Wednesday, October 19, 2016

An easy way to sell more stuff on eBay: Know your first-class shipping rates

Much of what I've been selling on eBay is single items of clothing, single or small lots of household items (many of which I'm flipping from Dollar Tree or Savers), books, and so forth. Most of these are 16 ounces or under, which means you can send them first class if you buy the postage through a commercial account, which eBay's postage portal is. (FYI, books, CDs, sheet music, and similar can be sent via media mail, but it isn't cheaper until you hit a pound, and I don't believe eBay discounts it.)

For whatever reason, eBay doesn't account for the steeply discounted postage rates they give you. Especially for first-class mail, the commercial account is substantially cheaper than the retail price. But when you enter the size and weight of your item, the price it shows (and charges the customer...) is the higher price you'd pay at the post office counter.

For the clothing item I just sold, which is 14 ounces, eBay listed the shipping at $6.45. The actual price I paid for shipping was $3.55. This is an item I listed a month ago, before I really thought about the shipping rates, so someone did eventually buy it and I got to pocket the difference.

This item did sell, and someone was willing to pay the rather high shipping rate. However it would have likely sold more quickly had I listed the shipping at $3.55. So what I did today was create more shipping policies. See the chart I made? The commercial rate is what eBay charges for first-class packages if you buy the postage through the eBay website, and the retail rate is what you'd pay at the post office, and also what eBay charges the buyer.

The only way I could figure out to reflect the shipping discounts other than manually entering it on every listing was to create shipping policies.
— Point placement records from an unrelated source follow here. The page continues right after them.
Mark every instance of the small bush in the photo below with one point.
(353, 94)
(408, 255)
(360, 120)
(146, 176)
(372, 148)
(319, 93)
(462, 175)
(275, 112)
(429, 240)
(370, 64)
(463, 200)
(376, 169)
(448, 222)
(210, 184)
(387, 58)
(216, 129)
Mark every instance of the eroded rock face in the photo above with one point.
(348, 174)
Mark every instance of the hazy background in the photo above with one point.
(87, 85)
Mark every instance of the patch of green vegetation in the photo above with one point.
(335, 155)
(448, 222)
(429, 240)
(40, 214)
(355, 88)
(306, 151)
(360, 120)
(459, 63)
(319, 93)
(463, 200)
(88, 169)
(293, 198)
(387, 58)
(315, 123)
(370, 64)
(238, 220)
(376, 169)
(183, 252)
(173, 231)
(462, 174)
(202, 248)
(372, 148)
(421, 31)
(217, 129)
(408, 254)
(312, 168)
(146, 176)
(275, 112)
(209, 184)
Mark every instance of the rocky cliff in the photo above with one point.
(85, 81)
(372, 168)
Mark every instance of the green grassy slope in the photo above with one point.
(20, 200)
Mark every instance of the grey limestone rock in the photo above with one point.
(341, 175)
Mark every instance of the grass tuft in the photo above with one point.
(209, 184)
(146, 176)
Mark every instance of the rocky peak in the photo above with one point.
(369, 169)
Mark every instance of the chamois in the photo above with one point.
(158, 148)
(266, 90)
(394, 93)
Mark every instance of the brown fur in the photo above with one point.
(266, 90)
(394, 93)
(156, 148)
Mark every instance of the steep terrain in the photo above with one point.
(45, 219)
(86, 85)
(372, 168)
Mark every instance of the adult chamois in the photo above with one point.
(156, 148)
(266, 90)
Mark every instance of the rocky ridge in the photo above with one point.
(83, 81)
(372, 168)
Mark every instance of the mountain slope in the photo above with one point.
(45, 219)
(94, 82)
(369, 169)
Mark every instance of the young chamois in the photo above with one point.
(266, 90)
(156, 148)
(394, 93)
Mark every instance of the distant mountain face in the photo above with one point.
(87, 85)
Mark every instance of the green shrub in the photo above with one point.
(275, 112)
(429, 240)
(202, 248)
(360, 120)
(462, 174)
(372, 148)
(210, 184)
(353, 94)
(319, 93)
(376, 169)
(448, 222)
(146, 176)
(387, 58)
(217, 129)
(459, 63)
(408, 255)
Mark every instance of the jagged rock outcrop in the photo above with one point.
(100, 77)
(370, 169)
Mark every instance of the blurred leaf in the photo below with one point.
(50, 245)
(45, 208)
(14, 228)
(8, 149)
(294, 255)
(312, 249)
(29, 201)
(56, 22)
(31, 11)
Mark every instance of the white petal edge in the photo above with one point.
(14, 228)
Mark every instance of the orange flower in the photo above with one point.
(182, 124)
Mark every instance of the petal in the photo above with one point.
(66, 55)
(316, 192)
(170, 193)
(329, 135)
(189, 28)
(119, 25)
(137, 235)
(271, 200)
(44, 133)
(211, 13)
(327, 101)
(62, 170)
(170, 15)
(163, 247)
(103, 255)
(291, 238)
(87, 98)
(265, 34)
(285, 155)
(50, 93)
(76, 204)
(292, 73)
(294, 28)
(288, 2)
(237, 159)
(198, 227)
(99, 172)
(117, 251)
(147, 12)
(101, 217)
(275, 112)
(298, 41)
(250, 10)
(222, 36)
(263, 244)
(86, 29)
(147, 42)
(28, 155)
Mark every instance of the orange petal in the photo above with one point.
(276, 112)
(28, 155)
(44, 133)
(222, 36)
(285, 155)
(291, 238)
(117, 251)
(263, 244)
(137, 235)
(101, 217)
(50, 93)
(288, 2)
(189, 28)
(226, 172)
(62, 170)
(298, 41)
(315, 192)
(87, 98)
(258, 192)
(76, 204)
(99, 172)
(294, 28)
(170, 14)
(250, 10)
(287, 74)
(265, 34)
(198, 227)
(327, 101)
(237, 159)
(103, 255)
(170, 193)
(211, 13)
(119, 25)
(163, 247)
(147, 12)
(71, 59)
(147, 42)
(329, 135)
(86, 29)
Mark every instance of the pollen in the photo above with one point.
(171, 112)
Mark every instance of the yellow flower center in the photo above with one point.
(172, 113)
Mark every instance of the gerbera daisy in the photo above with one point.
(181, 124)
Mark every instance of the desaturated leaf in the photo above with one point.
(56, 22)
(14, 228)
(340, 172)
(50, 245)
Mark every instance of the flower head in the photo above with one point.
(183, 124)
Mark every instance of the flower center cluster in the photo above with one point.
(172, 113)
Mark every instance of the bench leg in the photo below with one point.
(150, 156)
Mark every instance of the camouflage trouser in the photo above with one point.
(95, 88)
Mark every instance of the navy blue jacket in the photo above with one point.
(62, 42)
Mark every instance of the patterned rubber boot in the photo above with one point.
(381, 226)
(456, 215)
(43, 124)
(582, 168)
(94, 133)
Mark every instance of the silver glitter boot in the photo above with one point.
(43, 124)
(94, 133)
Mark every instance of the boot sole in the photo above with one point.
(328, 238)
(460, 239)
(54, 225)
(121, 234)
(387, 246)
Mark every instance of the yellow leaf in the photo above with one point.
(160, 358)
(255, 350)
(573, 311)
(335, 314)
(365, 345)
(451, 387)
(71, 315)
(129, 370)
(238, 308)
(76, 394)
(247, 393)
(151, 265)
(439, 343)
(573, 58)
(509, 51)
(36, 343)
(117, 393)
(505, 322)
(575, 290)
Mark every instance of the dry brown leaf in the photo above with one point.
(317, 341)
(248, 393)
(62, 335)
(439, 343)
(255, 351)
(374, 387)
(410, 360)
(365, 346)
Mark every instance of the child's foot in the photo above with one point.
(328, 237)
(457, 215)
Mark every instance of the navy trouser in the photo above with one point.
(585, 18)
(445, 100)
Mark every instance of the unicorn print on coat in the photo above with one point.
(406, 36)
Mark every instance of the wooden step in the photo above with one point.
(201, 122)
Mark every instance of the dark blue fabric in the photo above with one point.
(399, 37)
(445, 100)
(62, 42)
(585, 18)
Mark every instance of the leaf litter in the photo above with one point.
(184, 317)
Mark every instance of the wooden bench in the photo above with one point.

I didn't want to make nine separate shipping polices (I might next time I get bored...), but I created two policies, one called "1-8 ounces, $2.60 flat" and one called "9-16 ounces, $3.65 flat." Now, the buyer is paying considerably less for shipping at most weights. (Nine ounces seems to be an anomaly. I'll work on more policies eventually.) For shipping prices like $2.60 vs. $2.62 or $3.65 vs. $3.78, I doubt most buyers notice or care. But at some weights, my items are now listed at $3.65 shipping instead of $6.45, or $2.60 instead of $3.40, which is surely going to make my items sell faster.